December 30, 2011 § 1 Comment
If only it were as easy to find a great editor as it was in the latest Woody Allen film, Midnight in Paris. Owen Wilson (a West Coast Woody Allen) is a Hollywood screenwriter taking on his first real novel. A hopeless romantic he wanders the streets of Paris and reminisces about what it might have been like to live in Paris in the 20s. (mini spoiler) As he walks the streets at midnight he finds himself magically transported back to the 20s and in the company of the greatest writers, artists and thinkers of that time. Gertrude Stein (Kathy Bates) even agrees to read and critique his novel. If only it were that easy.
Even though I’ve never written a book, I know from the work I have done that editing can be what makes something great. Luckily my skin has thickened nicely over the years and I look at critique (or I should say good critique) as a positive thing now. When I was greener I always took it to mean I hadn’t thought through my work enough. Now I realize that critique can help unlock the greatness in your own thinking in a way you can never do on your own.
The hard part is finding someone you not only trust with your soul but that you trust to be honest. The last thing I want is too many cooks in the kitchen. I want to create a relationship with someone who can bring my work to the place it needs to be. This involves an inordinate amount of both trust and honesty. What better person to turn to than my husband?
John is not a traditional editor in any sense but he’s one of the most well-read people I know. The good thing is that I know he will hold me dead to rights in my own writing and help me get to where I need to be. As with any good married couple we can sometimes be overly critical of each other which I’ll have to watch.
Maybe we should edit over wine.
December 26, 2011 § Leave a comment
It’s the last week of a tremendous year. It may seem like I’ve already crossed writing off the list through my blog this year, but for my last week I want to explore writing a book. I have 3 sisters and as a kid my grandmother always wanted one of us to become a nurse and one of us to become a writer. I’m no good with blood, so that leaves writing.
I don’t know that I could ever go so far as to call myself a writer but I like the idea of writing a book. Writing has always been one of those things lingering in the back of my mind that I’ve sedated over the years through lots of reading. I believe writing isn’t necessarily something you set out to do but can be something you accidentally bump into at some point in life. It then sticks to you like tar and you can’t shake it off.
Imagining that you not only have something to say but that you can also sit down and write it all out coherently is daunting to say the least. After this year and what I’ve experienced, I have something to say which is a start. Writing the blog has also been a good warm-up to creating a discipline of writing. I know I can make myself sit and write even in those moments I don’t feel like it. The hurdle will be releasing the story that wants to be told.
I think a good place to start the exploration this week is to look at what many of the great writers have said about writing. Maybe one of them will have words I can use to help guide me along the way.
Writing is utter solitude, the descent into the cold abyss of oneself. ~Franz Kafka
There is nothing to writing.
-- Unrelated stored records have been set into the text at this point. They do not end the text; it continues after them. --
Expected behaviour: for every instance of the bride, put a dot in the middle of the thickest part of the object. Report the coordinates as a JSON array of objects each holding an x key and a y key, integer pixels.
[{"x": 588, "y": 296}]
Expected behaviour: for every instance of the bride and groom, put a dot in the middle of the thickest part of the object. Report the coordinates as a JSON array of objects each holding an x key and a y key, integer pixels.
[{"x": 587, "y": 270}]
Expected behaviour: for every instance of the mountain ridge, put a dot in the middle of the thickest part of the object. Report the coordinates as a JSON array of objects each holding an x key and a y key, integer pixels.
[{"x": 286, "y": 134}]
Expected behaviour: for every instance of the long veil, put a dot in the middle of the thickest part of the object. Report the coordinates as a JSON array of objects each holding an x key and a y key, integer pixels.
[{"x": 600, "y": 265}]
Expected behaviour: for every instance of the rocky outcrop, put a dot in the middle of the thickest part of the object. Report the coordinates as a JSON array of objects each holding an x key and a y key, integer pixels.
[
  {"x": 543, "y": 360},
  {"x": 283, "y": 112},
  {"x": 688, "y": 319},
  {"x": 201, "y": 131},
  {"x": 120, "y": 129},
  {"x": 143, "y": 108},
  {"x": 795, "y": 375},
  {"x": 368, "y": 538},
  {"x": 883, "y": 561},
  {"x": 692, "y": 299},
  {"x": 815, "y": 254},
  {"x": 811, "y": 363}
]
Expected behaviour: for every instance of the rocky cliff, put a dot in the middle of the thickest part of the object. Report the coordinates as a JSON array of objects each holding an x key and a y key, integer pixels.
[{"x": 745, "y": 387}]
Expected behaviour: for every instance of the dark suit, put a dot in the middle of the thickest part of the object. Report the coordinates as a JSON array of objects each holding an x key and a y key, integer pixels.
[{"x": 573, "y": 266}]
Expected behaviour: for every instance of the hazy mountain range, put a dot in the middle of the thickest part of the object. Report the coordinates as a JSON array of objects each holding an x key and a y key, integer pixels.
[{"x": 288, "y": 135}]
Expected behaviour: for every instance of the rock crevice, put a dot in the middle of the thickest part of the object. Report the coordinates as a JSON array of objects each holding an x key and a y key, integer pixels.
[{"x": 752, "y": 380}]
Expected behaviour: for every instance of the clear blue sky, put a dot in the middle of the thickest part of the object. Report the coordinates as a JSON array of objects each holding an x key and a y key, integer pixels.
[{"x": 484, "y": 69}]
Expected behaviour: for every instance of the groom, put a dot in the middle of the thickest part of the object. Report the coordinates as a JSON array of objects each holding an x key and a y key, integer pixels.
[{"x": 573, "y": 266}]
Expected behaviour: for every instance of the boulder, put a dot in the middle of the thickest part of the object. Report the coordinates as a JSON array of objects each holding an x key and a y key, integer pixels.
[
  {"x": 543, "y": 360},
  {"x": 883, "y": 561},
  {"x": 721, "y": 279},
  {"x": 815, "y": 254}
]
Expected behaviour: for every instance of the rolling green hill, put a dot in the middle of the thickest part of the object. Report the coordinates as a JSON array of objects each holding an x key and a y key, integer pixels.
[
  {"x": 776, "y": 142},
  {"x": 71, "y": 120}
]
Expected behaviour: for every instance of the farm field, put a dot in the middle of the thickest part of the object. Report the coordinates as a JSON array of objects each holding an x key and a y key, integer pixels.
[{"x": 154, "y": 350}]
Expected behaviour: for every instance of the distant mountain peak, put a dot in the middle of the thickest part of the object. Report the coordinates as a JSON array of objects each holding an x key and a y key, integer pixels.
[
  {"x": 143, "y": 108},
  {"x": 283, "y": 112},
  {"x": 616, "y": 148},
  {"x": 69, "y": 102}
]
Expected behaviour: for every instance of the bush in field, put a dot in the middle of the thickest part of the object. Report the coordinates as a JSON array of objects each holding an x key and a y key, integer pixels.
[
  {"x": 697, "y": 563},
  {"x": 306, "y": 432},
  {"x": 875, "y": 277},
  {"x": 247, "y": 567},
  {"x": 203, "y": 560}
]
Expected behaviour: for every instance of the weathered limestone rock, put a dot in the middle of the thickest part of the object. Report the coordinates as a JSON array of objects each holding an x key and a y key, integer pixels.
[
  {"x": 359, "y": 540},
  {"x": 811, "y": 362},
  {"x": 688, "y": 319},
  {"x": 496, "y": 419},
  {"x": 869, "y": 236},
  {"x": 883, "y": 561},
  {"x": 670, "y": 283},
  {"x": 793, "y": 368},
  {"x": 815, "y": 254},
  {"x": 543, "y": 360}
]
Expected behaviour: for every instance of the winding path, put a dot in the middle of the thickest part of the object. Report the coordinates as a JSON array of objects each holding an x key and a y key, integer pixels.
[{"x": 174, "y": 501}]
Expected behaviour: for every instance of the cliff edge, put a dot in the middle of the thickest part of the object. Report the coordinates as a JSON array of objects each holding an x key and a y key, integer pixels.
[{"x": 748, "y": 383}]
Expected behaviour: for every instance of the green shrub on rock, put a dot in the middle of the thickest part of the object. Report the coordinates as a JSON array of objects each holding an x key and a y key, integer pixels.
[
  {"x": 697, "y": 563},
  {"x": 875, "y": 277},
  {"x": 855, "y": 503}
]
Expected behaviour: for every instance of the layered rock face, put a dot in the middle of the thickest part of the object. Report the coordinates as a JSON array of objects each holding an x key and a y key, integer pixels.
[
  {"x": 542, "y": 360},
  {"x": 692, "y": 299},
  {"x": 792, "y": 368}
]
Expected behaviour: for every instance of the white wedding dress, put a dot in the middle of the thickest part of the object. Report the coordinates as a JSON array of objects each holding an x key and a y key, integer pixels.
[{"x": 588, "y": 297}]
All you do is sit down at a typewriter and bleed. – Ernest Hemingway
Not surprising encapsulations from these two. My writing will not be venturing into the same territory as theirs, so I think it’s ok for me to have a little less intense of an ambition than that. I need to find a less bloody analogy to pouring myself into my writing.
Every writer I know has trouble writing. ~Joseph Heller
Easy reading is damn hard writing. ~Nathaniel Hawthorne
I’m not a very good writer, but I’m an excellent rewriter. ~James Michener
The profession of book writing makes horse racing seem like a solid, stable business. ~John Steinbeck
It’s always reassuring to know that even great writers struggle with writing. It will be good to keep in mind when I hit a wall of frustration. If I don’t hit a wall of frustration then I need to push harder until I do. I like the sentiment of being better at re-writing than writing which I will adopt. It removes some of the anxiety of staring down a blank page.
If I don’t write to empty my mind, I go mad. ~Lord Byron
And eventually as I kept writing it, something emerged that was not quite me but a version of me. ~Larry David
Writing a story or a novel is one way of discovering sequence in experience, of stumbling upon cause and effect in the happenings of a writer’s own life. ~Eudora Welty
Was it only by dreaming or writing that I could find out what I thought? ~Joan Didion
These thoughts better represent why I’d like to write a book. How often in your life do you get to reflect in such a systematic way on what you’ve experienced? The closest thing I’ve probably had over the years is a performance review at my job which doesn’t even compare. This last year has been life changing in so many ways. In the process of writing a book I’d like to untangle the ways and understand them completely.